Approximately 73 percent of the Cinergy outstanding common shares were voted with 95.5 percent of the shares voted in favor of the merger. Duke Energy shareholders also approved the merger at a separate meeting in Charlotte, NC.

Under the merger agreement, each Cinergy share will be converted to 1.56 shares of the new Duke Energy at the close of the merger.

“We are very pleased that our shareholders have expressed their support of this transaction, which will create one of the largest energy companies in the United States,” said James E. Rogers, chairman and CEO of Cinergy.

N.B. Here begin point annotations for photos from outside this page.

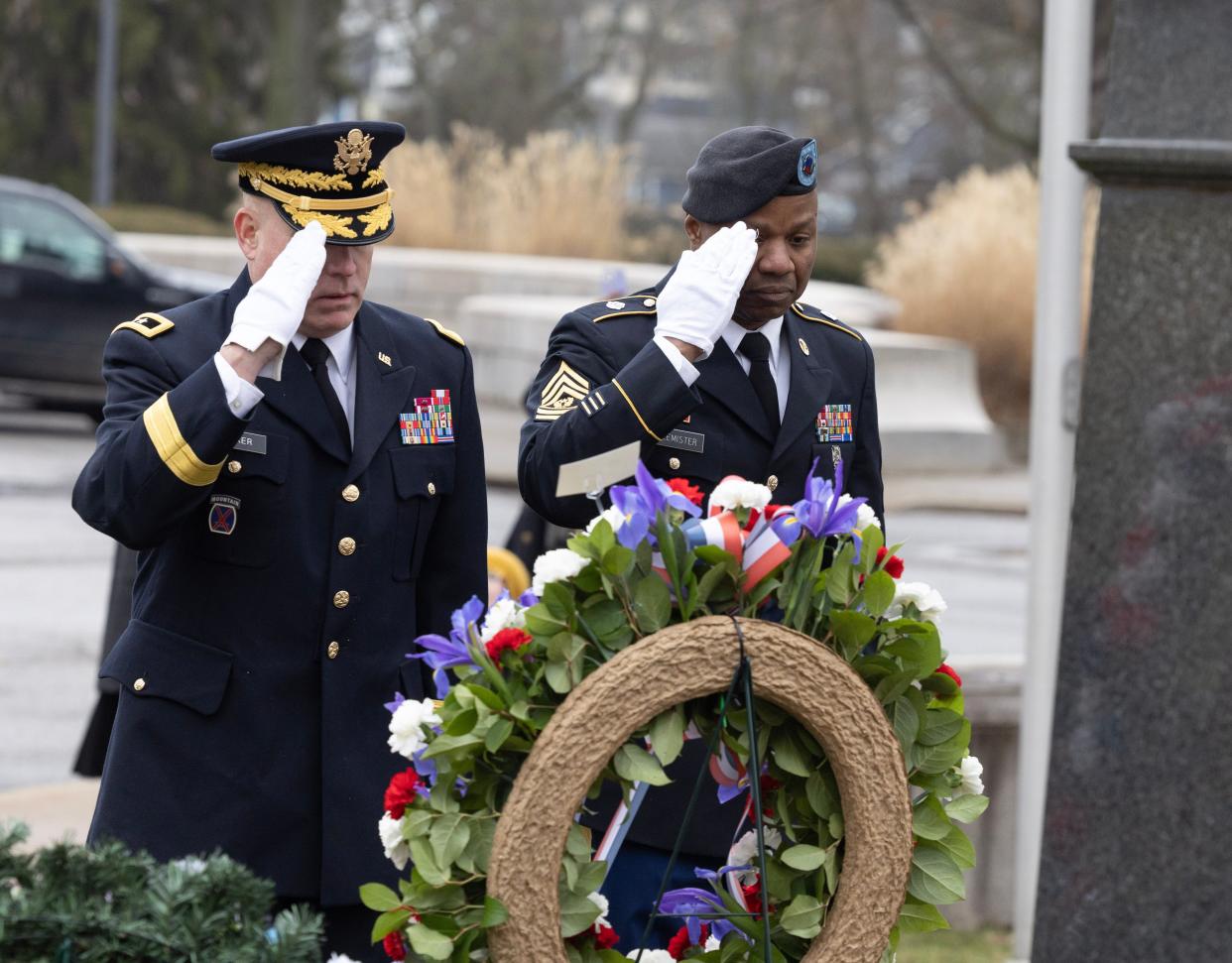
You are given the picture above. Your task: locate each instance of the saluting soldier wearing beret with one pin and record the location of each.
(304, 475)
(717, 370)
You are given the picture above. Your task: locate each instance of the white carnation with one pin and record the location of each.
(504, 613)
(971, 770)
(397, 851)
(614, 516)
(600, 901)
(926, 599)
(555, 565)
(738, 493)
(864, 515)
(407, 725)
(744, 850)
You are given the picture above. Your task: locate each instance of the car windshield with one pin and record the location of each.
(39, 234)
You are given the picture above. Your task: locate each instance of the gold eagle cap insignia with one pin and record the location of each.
(354, 152)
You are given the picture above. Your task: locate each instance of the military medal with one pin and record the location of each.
(834, 422)
(223, 514)
(431, 422)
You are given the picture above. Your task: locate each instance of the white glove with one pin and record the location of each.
(698, 299)
(275, 305)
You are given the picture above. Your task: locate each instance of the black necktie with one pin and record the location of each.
(315, 353)
(755, 346)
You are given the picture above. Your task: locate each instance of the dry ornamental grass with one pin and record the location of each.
(555, 194)
(963, 266)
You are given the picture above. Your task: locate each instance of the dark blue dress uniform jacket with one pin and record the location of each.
(605, 383)
(240, 723)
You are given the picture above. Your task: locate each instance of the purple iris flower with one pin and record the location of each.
(691, 901)
(642, 503)
(819, 510)
(446, 653)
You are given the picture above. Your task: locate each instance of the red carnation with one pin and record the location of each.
(605, 937)
(690, 492)
(508, 640)
(395, 947)
(678, 943)
(402, 792)
(894, 565)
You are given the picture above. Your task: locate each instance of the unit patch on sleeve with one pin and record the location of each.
(560, 393)
(835, 422)
(431, 422)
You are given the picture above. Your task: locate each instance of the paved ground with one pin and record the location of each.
(965, 536)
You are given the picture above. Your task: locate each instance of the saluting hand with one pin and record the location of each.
(274, 308)
(698, 299)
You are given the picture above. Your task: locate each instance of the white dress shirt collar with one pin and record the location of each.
(340, 345)
(733, 334)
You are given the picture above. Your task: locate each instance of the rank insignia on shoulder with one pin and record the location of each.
(560, 393)
(147, 325)
(835, 422)
(223, 514)
(431, 422)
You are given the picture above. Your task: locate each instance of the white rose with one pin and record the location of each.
(744, 850)
(407, 725)
(738, 493)
(397, 851)
(971, 770)
(926, 599)
(611, 515)
(503, 613)
(864, 515)
(600, 901)
(555, 565)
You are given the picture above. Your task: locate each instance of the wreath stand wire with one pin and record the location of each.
(739, 688)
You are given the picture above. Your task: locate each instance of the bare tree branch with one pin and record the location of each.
(1028, 143)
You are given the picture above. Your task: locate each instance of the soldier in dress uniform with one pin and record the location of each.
(717, 370)
(302, 473)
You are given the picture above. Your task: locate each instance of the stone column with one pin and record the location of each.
(1137, 841)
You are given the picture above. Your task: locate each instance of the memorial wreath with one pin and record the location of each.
(652, 559)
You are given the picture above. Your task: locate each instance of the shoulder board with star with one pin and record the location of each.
(147, 325)
(446, 332)
(812, 314)
(626, 306)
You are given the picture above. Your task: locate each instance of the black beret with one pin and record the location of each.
(329, 173)
(744, 169)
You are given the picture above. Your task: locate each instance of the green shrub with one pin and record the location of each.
(102, 904)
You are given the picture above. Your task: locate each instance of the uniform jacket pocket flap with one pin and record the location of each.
(423, 469)
(153, 662)
(270, 464)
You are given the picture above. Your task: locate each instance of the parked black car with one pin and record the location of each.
(64, 284)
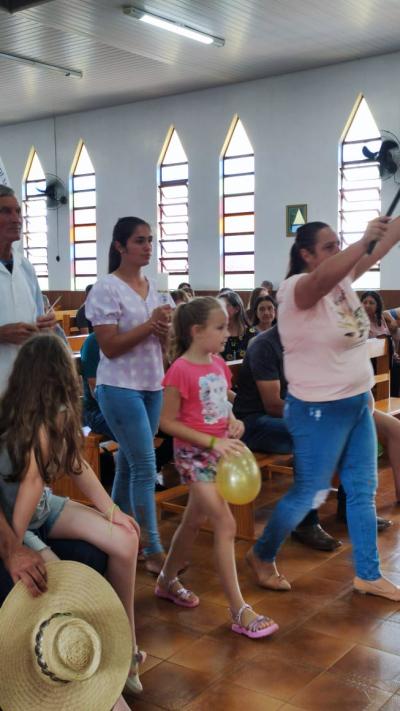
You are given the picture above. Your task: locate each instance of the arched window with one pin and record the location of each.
(83, 222)
(173, 218)
(360, 184)
(237, 173)
(34, 211)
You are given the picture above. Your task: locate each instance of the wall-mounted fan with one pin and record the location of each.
(55, 192)
(388, 159)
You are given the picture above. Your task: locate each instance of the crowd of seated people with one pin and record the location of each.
(123, 379)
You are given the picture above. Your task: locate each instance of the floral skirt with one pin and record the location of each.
(196, 463)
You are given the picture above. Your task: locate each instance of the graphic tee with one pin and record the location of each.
(203, 391)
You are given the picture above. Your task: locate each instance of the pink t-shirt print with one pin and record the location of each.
(203, 391)
(325, 347)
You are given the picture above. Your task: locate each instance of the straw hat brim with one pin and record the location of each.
(76, 588)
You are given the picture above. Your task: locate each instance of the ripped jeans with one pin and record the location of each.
(330, 436)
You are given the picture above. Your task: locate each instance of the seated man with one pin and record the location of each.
(259, 403)
(18, 562)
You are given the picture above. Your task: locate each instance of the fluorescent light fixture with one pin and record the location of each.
(37, 63)
(177, 27)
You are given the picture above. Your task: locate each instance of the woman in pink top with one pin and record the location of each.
(324, 330)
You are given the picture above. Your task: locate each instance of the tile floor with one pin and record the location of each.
(335, 651)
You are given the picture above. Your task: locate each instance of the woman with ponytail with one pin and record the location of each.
(132, 328)
(324, 331)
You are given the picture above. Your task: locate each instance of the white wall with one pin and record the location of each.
(294, 123)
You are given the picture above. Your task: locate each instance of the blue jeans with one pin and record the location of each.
(264, 433)
(328, 437)
(133, 416)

During the special meeting of shareholders, Rogers announced that upon closing of the merger, the existing franchised electric and gas utilities — Cincinnati Gas & Electric in Ohio; Union Light, Heat and Power in Kentucky; PSI Energy in Indiana and Duke Power in North Carolina and South Carolina — will all be re-branded as Duke Energy.

“We believe using one name signifies one company, one stock and one team and supports the growth of our business and a commitment to consistent performance for our customers, employees and shareholders,” Rogers noted.

Cinergy also announced that its board of directors declared a partial dividend of $0.1564 per share on the outstanding shares of Cinergy common stock, payable on March 27, 2006, to shareholders of record at the close of business on March 20, 2006. Only Cinergy shareholders who hold their Cinergy shares on March 20, 2006 will be entitled to receive the partial dividend on such shares.

Cinergy declared the partial dividend in order to align Cinergy’s dividend payment schedule with that of Duke Energy in anticipation of the closing of the merger. If the merger is not completed prior to Cinergy’s next regularly scheduled quarterly dividend, Cinergy shareholders will receive another partial dividend equal to the remaining balance of Cinergy’s regular quarterly dividend. Following completion of the merger, Cinergy shares will be converted into Duke Energy shares and will participate in all of Duke’s future regular quarterly dividends.

After the merger is complete, Paul M. Anderson, currently chairman and CEO of Duke Energy, will become chairman of the board of the new Duke Energy. Rogers, currently chairman and CEO of Cinergy, will be president and CEO. Ann Maynard Gray, currently lead director of the Duke Energy board, is expected to continue to serve in that capacity on the new board.

The merger, announced May 9, 2005, has been approved by state regulators in Ohio, Kentucky and South Carolina; by the Federal Energy Regulatory Commission and the Nuclear Regulatory Commission; and, the companies have satisfied Federal Trade Commission and U.S. Department of Justice review under the Hart-Scott-Rodino Antitrust Improvements Act of 1976.

Regulators in North Carolina and Indiana are currently considering settlement agreements reached between the companies and certain interested parties in each state. The companies anticipate closing the merger as early as April.